Clean Label Project Announces the First Natural Wine Certification Standard in The United States
According to a study in Nature Plants, many of the most popular wine varietals sold today are extremely genetically similar to the wines that ancient Romans drank.1 Romans believed that wine was a daily necessity, so they made it available to slaves, peasants, woman and aristocrats alike. At the high point in the empire’s history of wine, experts estimate that a bottle of wine was being consumed each day for every citizen. But they weren’t stumbling around in a drunken wine stupor all day; the wine was weak, and the alcohol in it killed the bacteria in the unclean drinking water of the time.
So, are today’s natural wines consistent with the wines consumed during the Roman empire?
Not quite.
In ancient Rome, immediately after the grapes were harvested, they were stomped on, often by foot. The juice was placed in large terracotta pots (big enough to hold a man) lined with beeswax and buried to the neck in the ground. Often the pots were left open during fermentation before being sealed with clay or resin. The wine produced by these methods was robust and by today’s standards, quite unpalatable. That’s why ancient Romans mixed seawater with the wine before drinking it, making it taste more like a spiked punch (which, of course, reduced public intoxication). Honey was added to sweeten it and spices and medicinal herbs were used to bolster its medicinal qualities.

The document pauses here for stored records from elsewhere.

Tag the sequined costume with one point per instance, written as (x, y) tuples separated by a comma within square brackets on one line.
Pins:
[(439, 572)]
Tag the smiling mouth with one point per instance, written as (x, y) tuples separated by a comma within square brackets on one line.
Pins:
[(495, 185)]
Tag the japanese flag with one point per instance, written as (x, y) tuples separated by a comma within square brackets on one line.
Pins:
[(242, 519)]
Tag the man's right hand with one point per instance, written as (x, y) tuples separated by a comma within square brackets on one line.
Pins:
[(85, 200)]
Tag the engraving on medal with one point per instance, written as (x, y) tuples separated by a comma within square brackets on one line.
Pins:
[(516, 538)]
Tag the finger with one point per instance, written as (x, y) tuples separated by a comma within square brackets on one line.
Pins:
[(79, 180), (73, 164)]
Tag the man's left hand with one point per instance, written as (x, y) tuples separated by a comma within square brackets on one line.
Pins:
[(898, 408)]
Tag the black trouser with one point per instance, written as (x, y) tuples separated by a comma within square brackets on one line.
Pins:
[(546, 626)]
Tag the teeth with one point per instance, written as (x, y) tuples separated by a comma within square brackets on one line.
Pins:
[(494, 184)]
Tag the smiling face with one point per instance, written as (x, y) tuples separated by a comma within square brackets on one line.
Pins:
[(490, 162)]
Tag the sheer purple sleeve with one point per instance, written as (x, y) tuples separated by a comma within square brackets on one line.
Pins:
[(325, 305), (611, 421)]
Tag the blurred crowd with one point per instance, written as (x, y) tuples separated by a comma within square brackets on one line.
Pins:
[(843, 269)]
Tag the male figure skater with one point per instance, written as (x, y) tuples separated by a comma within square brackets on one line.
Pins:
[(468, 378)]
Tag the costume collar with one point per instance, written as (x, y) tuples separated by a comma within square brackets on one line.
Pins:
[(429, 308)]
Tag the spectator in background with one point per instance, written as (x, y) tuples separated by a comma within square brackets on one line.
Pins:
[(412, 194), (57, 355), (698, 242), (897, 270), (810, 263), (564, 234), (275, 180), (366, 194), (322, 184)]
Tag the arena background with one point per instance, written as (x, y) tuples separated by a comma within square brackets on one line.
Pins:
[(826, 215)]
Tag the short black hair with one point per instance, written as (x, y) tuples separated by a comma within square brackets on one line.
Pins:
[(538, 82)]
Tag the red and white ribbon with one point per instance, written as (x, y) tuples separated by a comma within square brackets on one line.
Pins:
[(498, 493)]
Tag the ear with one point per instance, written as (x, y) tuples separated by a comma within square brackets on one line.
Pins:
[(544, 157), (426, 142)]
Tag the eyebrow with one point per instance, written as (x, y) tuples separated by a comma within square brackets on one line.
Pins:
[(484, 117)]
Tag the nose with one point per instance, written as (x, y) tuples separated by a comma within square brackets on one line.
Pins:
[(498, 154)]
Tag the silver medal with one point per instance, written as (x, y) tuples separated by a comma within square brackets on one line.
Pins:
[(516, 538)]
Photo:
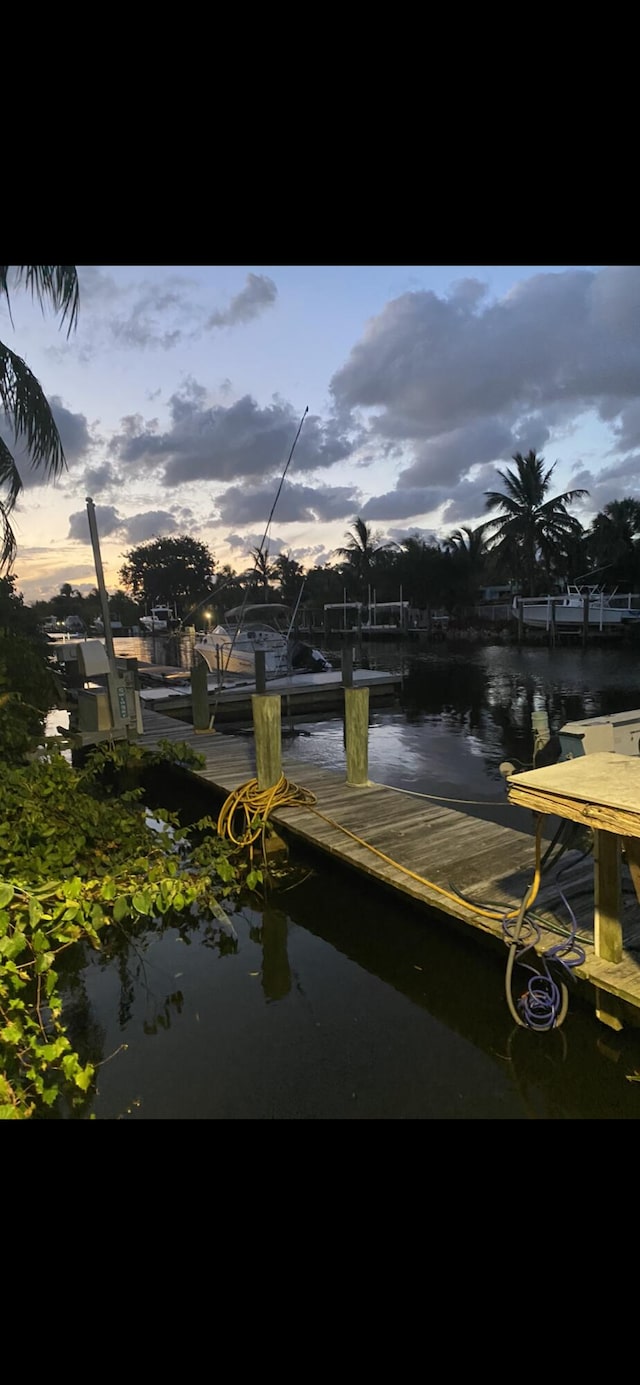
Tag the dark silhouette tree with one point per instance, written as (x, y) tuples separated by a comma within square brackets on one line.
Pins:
[(21, 396)]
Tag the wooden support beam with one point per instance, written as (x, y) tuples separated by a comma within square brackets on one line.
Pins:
[(607, 896)]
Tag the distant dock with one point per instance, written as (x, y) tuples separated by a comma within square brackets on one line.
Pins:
[(164, 689), (434, 855)]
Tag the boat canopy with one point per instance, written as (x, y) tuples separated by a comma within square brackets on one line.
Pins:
[(261, 611)]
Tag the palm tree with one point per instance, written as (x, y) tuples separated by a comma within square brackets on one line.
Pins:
[(22, 398), (360, 550), (262, 569), (468, 550), (612, 539), (531, 525)]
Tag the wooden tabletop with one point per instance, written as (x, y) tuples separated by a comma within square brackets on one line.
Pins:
[(600, 790)]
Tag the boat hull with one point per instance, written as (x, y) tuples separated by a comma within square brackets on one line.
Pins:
[(542, 615)]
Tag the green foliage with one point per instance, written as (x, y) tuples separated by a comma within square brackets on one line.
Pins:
[(28, 691), (74, 869)]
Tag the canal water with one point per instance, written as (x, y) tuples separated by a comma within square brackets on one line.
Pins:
[(334, 1000)]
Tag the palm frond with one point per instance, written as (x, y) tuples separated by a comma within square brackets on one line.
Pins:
[(10, 477), (27, 405), (9, 546), (57, 283)]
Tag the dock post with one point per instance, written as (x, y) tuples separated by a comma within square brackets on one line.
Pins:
[(607, 928), (348, 666), (200, 697), (259, 671), (356, 736), (268, 738)]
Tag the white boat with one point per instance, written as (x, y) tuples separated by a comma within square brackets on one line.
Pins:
[(268, 626), (97, 628), (606, 610), (161, 618)]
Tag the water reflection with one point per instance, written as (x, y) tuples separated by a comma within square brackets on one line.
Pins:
[(334, 1000), (333, 1003)]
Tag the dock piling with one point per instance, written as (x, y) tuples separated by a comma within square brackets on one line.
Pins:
[(356, 736), (268, 738), (200, 697)]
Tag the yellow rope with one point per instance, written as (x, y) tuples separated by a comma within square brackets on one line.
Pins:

Fast froward two millennia and you see a very different natural and er…unnatural wine industry
Modern day commercial wine production is made in multi-thousand-liter vessel wine vats, use of oak staves, commercial yeasts and bacteria, and in some cases the spurned Mega Purple, a food additive that deepens the color of red wine. Meanwhile, the modern-day natural wine industry aims to embrace what mother nature intends- the use of hand-picked certified organic grapes, the exclusive use of indigenous yeasts, with added sulfites being expressly prohibited.
Within the wine industry there has been a recent emergence of private environmental standards, self-proclaimed ‘natural’ claims, as well as regulatory precedence through the French Ministry for Agriculture and the French Fraud Control Office’s new ‘vin méthode nature’. In each case, there is a consumer and industry desire to get back to more simplistic wine production. Using more art and flexibility with what nature yields as opposed to additives and chemicals to achieve a desired flavor profile match.
Clean Label Project’s new Natural Wine Certification aims to lay the foundation of a standard that defines what it means to be ‘Natural’, leaving no room for interpretation or over used and undefined marketing terms. In furthering our mission to bring truth and transparency to consumer-packaged goods, we have developed two tiers of Clean Label Project Natural Certification. The top tier, the Clean Label Project Natural Wine Certification seal, recognizes the best-practices utilized by modern day true natural wine trailblazers with requirements including but not limited to the exclusive use of organic grapes, indigenous yeasts, and minimal additives. The second tier, the Clean Label Project Natural Path Certification wine seal, recognizes wineries that utilize elements of traditional natural wine production while allowing for some modern wine production techniques including but not limited to the exclusive use of certified organic or glyphosate and neonicotinoid-free grapes, allowance of minimal cultured bacteria, and minimal use of added sulfites for shelf-life. Clean Label Project Code of Practice: Natural Wine also has requirements that embrace Clean Label Project’s consumer-compliance philosophy- unannounced sampling, unannounced testing, and unannounced audits- just to make sure that brands stay true to their word.
Join us in raising a glass to Clean Label Project Natural and Natural Path wine production and to the future of truth and transparency in the wine industry.